Clinical & Experimental Cardiology
Open Access

ISSN: 2155-9880

+44 1300 500008

Covid-19 pandemic associated broken heart syndrome


World Congress on Cardiology - Webinar - October

October 21, 2021 | Webinar

Wei Juan Lim

National Heart Institute Kuala Lumpur, Malaysia

Scientific Tracks Abstracts: J Clin Exp Cardiolog

Abstract :

COVID-19 is caused by novel severe acute respiratory syndrome coronavirus-2 that result in acute respiratory distress syndrome (ARDS) with multiorgan involvement.[1] COVID-19 infection also causes cardiac injury presenting as myocarditis, myocardial ischemia reflected by raise in biomarkers, cardiomyopathy, and hemodynamic instability.[2] Besides the physical complications resulting in multiorgan failure, emotional distress is also an important part that we should not ignore. Takotsubo cardiomyopathy, also known as stress cardiomyopathy or broken heart syndrome is a morbid condition thought to be triggered by emotional or physical stress leading to cardiac endothelium or microvascular dysfunction.[3] Here we described a patient with no history of cardiovascular disease, developed and recovered from Takotsubo cardiomyopathy during COVID-19 pandemic. A 52 years old menopaused woman with no underlying medical illness but overweight (BMI 26.7kg/m2) presented to our emergency department for left sided chest pain. Blood investigation showed cardiac Troponin T was 35ng/L. COVID-19 nasopharyngeal swab test for was negative which excluded COVID-19 infection. Electrocardiogram was done showed T inversion V2-V5, normal axis. Transthoracic echocardiogram showed left ventricular function with ejection fraction of 38% and severe mid to apical hypokinesia. Diagnosis of non-ST segment elevation myocardial infarction (NSTEMI) was made. Coronary angiogram was proceeded which showed normal left main artery, left circumflex artery and right coronary artery.

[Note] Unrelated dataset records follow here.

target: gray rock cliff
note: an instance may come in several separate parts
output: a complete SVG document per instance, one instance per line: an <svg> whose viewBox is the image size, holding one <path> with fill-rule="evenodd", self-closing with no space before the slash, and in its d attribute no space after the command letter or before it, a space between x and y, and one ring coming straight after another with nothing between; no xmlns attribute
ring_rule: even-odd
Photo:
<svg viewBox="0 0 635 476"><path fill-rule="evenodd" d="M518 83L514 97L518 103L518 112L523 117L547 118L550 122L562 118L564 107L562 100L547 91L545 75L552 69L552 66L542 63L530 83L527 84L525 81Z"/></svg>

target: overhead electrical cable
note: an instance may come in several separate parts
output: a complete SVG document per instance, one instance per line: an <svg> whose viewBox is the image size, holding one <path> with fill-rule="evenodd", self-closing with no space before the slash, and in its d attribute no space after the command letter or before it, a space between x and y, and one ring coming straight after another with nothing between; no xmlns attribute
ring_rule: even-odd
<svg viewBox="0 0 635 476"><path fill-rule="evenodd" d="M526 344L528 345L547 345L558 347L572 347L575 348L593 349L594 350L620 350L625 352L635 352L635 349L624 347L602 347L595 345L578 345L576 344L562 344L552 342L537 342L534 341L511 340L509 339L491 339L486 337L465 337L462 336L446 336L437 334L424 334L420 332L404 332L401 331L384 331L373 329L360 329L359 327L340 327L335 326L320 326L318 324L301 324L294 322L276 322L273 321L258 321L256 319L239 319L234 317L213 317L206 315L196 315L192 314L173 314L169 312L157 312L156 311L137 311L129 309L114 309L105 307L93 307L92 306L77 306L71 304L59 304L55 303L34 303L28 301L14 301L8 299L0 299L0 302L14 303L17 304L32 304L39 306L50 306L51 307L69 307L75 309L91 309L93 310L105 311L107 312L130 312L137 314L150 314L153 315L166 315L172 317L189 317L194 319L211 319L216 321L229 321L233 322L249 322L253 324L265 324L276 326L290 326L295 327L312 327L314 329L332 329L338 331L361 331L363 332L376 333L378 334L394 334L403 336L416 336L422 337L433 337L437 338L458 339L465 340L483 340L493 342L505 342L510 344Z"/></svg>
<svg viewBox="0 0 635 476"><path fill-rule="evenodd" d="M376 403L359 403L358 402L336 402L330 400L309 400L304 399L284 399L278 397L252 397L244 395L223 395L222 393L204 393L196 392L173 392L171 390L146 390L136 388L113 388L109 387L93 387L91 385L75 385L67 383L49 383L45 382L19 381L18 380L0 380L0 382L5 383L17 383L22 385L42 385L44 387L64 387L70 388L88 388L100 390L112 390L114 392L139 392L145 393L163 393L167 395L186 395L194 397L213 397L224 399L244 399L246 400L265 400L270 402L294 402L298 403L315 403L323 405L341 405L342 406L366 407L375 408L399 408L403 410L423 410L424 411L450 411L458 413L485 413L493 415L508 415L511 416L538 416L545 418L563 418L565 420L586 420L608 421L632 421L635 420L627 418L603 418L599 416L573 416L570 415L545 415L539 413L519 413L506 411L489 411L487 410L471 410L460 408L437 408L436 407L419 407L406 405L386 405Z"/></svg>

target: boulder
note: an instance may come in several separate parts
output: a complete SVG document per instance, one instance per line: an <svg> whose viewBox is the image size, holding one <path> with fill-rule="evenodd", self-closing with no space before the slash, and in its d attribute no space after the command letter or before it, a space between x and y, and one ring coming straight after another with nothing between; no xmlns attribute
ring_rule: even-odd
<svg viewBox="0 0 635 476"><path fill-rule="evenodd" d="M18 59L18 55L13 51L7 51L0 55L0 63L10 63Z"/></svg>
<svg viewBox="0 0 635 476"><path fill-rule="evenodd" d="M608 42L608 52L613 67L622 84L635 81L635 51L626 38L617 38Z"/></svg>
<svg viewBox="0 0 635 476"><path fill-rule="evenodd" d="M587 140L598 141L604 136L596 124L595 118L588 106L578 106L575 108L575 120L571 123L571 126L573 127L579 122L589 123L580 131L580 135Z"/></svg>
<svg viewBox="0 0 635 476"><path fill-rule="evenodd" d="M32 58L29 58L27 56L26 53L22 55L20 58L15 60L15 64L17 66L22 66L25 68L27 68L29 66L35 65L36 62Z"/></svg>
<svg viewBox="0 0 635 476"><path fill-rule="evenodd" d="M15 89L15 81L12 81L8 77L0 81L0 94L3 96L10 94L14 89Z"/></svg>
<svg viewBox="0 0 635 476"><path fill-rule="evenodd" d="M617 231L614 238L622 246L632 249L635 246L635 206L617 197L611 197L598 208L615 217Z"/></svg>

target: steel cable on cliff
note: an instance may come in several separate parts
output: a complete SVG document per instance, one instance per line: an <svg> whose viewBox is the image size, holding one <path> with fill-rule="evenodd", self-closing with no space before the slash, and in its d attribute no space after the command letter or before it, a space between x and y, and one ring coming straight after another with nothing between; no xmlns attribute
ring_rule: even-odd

There was only mild disease at mid segment left anterior descending artery which could not explain the significant reduced ejection fraction with RWMA. [Figure 2,3,4] Cardiac magnetic resonance imaging (MRI) was done to investigate other causes of myocardial infarction with non-obstructive coronary arteries (MINOCA). Cardiac MRI showed mid to apical severe hypokinesia with ballooning of the apical segment which is consistent with Takotsubo cardiomyopathy. There was no myocardial fibrosis, infarction, infiltration or late gadolinium enhancement. She was given medical therapy and showed improvement during clinic follow up.

Biography :

Dr Lim Wei Juan graduated from UNIMAS in 2012. He has undergone internship at Hospital Sultanah Aminah Johor bahru in 2012-2013. He subsequently joined cardiology department as medical officer. He completed his internal medicine speciality training in 2019. He was the visiting physician to Hospital Permai, physician in charge of departmental roster. He then joined National Heart Institute Kuala Lumpur to further his training. He is professional member of European Society of Cardiology (ESC), council member of ESC hypertension and member of Academy of Medicine Malaysia (AMM). His interest is in interventional cardiology, not forgetting the fundamental of cardiology. He has published numerous papers to international conferences and journals.